We’re All Just Fodder

What Kate Middleton proved about the internet

A photograph of Kate Middleton wearing a leafy silver tiara, looking back at the camera over her left shoulder
Odd Andersen / AFP / Getty

It was always going to end this way. The truth about Kate Middleton’s absence is far less funny, whimsical, or salacious than the endless memes and conspiracy theories suggested. In a video recorded and broadcast by the BBC, the princess says she has cancer, and that she had retreated from the public eye to deal with her condition while attempting to shield her children from the spotlight. Instead, she had to contend with the internet giggling about whether she’d had a Brazilian butt lift. My colleague Helen Lewis summed it up succinctly this afternoon: “I Hope You All Feel Terrible Now.”

What is there to learn from such a sad situation? The internet is made up of people, yet its architecture abstracts this basic truth. As I wrote a few weeks ago, at the center of this months-long story was essentially “a sea of people having fun online because it is unclear whether a famous person is well or not.” Underneath the memes was always something a little bit gross and indefensible.

Perhaps humans are just wired this way—to gawk and gossip. There’s nothing new about hounding a member of the royal family or invading the privacy of a celebrity to sell tabloids or go viral. You don’t even have to be a scold about it: Famous people are wealthy and beloved at least in part because they’re fun to talk about. Exactly what we do and don’t know about their internal lives is part of the allure—the discourse comes with the territory, to a degree.

But Kate Middleton, of course, is a human too. During this saga, I kept thinking about the reappraisal of Britney Spears in 2021, as well as the backlash toward past media and tabloid coverage of her rise. A New York Times documentary dredged up old coverage of Spears from the mid-aughts, showing a young woman clearly in distress, being picked apart by glossy magazines. Her suffering became entertainment. The response to this film was swift; some of the people and institutions that had shamelessly delighted in her pain backtracked: Glamour publicly apologized to the pop star on its Instagram account, noting, “We are all to blame for what happened to Britney Spears.”

Contrast the Spears reckoning with the Middleton drama and, if you’re being generous, you can see some of that newfound attitude in the media. I was struck by Lewis’s observation that “Britain’s tabloid papers have shown remarkable restraint” throughout this mess. Progress, perhaps, but what’s also telling is that they didn’t really need to do the dirty work: Random people on the internet were doing it for them. They recklessly speculated, memed, and used their amateur sleuthing and networked faux expertise to concoct elaborate, semi-plausible explanations for her absence. Was Kate’s face actually Photoshopped from a Vogue spread? It wasn’t, but the conspiratorial tweet got 51.1 million views anyhow. Missing from much of the discourse was the idea that its main character was a person who was likely struggling. In essence, the internet democratized the tabloid experience, turning the rest of us into paparazzi and addled editors workshopping headlines and cover images—not to sell magazines, but to amass some kind of fleeting online popularity.

In my least charitable moments, I see this toxic dynamic as the lasting legacy of social media—a giant, metrics-infused experiment in connectivity that has had a flattening, pernicious effect.
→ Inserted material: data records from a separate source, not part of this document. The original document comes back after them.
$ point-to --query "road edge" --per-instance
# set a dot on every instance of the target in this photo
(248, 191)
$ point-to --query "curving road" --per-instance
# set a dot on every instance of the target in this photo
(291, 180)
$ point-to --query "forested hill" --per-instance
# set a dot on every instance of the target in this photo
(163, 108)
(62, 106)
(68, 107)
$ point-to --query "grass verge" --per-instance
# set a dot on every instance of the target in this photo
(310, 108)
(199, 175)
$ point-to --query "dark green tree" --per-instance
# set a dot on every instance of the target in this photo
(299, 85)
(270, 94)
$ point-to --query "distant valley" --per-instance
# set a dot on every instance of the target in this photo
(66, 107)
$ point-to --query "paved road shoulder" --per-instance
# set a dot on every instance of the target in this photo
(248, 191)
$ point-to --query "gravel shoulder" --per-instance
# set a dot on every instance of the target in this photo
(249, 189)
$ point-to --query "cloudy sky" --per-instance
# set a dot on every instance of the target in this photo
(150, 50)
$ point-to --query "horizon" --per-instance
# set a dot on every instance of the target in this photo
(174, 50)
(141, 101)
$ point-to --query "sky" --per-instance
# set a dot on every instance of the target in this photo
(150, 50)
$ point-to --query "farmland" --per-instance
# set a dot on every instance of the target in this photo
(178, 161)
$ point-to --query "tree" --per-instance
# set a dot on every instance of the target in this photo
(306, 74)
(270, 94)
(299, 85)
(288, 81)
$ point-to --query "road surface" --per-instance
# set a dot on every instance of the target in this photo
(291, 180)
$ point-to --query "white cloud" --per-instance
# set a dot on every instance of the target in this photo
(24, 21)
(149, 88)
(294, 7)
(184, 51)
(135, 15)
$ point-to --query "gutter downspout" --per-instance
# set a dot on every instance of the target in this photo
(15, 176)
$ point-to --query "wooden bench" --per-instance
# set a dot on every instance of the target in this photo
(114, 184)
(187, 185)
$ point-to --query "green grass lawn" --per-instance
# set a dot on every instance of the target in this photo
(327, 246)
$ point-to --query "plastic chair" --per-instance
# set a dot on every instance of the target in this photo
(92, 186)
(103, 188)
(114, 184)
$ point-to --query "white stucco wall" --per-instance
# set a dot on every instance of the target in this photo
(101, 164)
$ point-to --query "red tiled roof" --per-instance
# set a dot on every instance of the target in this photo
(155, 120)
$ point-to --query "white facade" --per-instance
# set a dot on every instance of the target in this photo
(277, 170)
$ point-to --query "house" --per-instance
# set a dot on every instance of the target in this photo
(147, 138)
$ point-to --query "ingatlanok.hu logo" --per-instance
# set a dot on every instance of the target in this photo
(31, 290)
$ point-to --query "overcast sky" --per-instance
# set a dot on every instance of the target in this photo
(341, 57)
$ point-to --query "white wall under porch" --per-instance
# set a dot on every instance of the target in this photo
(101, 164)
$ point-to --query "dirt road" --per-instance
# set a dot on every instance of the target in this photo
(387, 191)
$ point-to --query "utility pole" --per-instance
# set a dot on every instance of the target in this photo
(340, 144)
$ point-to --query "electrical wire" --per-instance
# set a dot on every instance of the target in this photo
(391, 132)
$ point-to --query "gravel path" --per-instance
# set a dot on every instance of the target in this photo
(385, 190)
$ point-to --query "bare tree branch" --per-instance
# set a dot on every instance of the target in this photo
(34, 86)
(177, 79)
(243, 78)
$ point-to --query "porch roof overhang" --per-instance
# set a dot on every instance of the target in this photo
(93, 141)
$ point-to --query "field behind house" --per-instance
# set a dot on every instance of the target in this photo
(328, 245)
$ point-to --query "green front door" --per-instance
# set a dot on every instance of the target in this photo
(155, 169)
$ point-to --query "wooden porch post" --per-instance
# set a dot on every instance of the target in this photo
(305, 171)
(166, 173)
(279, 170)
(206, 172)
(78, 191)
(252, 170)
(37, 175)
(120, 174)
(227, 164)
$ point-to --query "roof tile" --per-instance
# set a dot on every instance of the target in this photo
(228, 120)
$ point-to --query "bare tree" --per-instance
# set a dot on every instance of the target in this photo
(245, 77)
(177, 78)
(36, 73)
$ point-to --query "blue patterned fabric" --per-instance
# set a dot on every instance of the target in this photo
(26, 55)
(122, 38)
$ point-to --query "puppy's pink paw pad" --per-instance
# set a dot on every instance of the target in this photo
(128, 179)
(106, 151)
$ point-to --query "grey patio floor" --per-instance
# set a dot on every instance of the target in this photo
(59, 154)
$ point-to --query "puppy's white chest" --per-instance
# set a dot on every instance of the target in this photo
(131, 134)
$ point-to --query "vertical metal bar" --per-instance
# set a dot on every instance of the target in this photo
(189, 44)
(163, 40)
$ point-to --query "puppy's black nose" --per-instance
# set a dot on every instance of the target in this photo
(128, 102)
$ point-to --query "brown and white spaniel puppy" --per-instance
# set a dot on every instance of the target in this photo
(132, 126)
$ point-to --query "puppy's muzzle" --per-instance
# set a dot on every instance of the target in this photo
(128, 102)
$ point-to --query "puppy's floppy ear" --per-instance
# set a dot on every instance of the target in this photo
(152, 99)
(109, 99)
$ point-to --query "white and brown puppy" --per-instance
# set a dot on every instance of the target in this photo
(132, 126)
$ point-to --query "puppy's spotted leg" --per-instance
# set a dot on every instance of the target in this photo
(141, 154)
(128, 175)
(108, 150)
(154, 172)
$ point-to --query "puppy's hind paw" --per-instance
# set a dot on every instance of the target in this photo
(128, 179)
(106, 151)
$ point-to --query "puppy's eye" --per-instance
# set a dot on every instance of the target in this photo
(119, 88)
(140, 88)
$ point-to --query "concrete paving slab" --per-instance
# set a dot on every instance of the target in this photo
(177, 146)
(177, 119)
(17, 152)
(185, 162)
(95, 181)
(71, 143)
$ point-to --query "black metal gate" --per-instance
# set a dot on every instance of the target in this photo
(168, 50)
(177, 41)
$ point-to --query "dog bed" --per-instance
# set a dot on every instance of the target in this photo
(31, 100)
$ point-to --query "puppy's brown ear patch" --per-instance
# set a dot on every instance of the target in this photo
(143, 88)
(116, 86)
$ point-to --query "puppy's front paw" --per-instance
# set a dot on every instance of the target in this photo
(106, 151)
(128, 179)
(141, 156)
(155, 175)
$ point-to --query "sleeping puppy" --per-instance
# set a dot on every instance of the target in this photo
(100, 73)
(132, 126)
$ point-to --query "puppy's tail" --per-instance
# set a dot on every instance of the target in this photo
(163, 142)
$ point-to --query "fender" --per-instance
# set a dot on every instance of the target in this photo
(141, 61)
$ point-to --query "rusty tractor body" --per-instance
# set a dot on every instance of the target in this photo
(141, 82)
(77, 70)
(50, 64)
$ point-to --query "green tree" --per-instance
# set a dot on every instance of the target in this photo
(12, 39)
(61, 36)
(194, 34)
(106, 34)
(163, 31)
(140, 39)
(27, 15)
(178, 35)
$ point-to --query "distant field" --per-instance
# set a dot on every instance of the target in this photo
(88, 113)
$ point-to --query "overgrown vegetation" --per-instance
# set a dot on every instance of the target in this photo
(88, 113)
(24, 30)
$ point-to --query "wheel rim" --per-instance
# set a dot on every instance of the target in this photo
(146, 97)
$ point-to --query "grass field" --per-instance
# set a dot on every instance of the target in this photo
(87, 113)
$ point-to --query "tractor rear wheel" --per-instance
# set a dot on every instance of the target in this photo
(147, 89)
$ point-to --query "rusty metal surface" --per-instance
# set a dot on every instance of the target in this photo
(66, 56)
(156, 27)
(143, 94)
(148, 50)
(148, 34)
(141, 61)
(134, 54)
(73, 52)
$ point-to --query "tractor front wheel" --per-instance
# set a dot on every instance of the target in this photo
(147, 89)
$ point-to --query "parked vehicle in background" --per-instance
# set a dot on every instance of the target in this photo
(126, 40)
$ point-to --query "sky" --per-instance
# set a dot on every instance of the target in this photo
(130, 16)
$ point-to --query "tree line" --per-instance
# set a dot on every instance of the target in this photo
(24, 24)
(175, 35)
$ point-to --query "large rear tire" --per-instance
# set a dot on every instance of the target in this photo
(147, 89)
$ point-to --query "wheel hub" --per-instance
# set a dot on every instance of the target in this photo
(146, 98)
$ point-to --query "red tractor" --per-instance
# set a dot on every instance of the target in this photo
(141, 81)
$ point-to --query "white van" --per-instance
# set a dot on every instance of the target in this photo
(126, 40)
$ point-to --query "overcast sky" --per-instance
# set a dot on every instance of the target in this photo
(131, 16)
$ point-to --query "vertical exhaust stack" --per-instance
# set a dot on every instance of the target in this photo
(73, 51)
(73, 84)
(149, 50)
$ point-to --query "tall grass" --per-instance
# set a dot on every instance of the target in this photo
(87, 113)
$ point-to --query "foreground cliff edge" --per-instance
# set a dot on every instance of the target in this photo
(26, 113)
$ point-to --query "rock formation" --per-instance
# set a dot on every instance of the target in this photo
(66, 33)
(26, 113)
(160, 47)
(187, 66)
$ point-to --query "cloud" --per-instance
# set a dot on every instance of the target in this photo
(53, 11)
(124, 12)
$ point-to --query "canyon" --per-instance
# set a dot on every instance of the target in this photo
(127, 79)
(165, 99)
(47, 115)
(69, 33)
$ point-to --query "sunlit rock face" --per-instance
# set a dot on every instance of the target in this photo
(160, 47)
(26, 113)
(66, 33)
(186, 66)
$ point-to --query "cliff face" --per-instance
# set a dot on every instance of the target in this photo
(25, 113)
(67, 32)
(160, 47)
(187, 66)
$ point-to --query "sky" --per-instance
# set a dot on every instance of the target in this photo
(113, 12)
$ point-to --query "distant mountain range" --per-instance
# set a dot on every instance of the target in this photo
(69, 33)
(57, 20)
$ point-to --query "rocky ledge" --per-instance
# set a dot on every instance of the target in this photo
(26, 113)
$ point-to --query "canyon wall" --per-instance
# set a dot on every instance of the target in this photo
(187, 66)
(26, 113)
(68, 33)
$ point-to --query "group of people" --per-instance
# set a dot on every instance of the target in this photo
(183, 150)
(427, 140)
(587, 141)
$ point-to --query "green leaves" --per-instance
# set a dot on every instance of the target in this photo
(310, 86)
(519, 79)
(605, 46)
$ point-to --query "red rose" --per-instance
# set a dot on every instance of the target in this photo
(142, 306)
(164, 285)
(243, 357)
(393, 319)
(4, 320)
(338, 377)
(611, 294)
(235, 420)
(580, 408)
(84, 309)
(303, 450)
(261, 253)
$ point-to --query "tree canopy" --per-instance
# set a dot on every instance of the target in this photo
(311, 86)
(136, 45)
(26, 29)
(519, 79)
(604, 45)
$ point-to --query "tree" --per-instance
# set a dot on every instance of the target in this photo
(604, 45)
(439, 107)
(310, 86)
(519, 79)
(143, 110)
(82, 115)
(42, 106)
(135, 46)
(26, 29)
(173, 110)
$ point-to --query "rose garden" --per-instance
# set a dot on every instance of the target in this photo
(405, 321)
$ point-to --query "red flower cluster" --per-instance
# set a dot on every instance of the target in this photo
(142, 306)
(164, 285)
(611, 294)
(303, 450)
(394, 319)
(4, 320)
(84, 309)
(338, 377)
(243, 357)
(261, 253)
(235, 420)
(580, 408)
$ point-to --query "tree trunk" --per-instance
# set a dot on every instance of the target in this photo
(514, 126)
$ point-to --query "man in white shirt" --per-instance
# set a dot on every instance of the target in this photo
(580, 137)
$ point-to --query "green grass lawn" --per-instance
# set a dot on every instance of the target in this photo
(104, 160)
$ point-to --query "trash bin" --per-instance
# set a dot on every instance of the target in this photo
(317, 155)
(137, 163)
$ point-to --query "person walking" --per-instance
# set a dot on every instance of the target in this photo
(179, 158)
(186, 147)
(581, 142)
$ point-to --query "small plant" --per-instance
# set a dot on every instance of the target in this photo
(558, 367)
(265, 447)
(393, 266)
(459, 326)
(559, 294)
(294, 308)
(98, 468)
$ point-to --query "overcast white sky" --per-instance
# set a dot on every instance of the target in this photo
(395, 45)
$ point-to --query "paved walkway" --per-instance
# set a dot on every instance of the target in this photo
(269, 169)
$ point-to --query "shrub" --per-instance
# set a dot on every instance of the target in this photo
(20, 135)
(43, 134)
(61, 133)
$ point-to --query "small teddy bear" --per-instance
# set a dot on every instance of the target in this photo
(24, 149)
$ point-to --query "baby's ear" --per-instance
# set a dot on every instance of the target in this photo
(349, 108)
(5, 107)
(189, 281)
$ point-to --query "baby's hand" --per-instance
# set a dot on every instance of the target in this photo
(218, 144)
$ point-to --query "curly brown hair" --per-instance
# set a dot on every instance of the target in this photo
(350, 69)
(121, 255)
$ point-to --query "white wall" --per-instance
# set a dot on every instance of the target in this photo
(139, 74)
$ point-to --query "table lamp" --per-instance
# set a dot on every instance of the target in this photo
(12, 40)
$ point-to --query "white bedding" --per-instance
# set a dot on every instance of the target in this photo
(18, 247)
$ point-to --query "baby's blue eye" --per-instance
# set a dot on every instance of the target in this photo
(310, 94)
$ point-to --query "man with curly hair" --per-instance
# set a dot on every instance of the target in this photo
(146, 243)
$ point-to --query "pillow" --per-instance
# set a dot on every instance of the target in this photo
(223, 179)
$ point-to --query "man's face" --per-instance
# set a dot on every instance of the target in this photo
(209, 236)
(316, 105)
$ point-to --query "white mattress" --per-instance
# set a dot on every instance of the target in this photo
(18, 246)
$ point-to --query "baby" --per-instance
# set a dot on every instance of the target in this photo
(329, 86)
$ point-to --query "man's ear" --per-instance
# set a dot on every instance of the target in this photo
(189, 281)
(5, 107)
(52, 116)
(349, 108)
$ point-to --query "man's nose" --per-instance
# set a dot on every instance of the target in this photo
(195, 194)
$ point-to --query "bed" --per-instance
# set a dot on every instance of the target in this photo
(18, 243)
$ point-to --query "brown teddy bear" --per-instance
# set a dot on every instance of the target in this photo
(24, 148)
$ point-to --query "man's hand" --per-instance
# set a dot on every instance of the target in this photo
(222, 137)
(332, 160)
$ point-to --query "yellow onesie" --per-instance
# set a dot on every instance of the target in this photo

In 2021, I interviewed Elle Hunt, a journalist who’d tweeted an innocuous opinion about horror movies one evening and woke up to find she was trending on Twitter, her feeds choked with thousands of furious replies and threats. When I asked her to describe the experience of becoming Twitter’s main character for the day, she summed it up thusly: “You’re repurposed as fodder for content generation in a way that’s just so dehumanizing.” Three years later, these words resonate even stronger. What Hunt described to me then as “a platform failure,” feels to me now like a learned behavior of the internet, where people, famous and not, are repurposed as fodder for content generation.

The cycle repeats itself endlessly. This afternoon, the memes about Middleton shifted—from jokes about her whereabouts to jokes about how awful it was that everyone had been making fun of a cancer patient. Feeling bad about the memes tweets immediately became a meme unto themselves. Despite the tone shift, the reason for these posts is the same: They’re a way to take a person and repurpose their life for entertainment and engagement. If this sounds exhausting and depressing, it’s because it is.

But the internet is also too big to be one thing. Clicking through social media this afternoon, I saw dozens of heartfelt testimonials, apologies, and well-wishes for the princess. For a moment, from my perspective, it felt like watching a collective of people come to their senses. A recognition, perhaps, of the humanity of the person at the center of the maelstrom.


Then, only a few seconds later, I saw a different post. It was a screenshot from the blockchain platform Solana, where users can create their own cryptographic tokens for others to invest in. The name of the token in the screenshot is “kate wif cancer,” and its logo is a still of the princess sitting on a bench, taken from this afternoon’s video. The coin’s market cap briefly surpassed $120,000. Only six minutes later, the price had cratered—the result of a standard memecoin sell-off. An awful thing happened. Some people made a joke about it. Other people made some money. And then everyone moved on.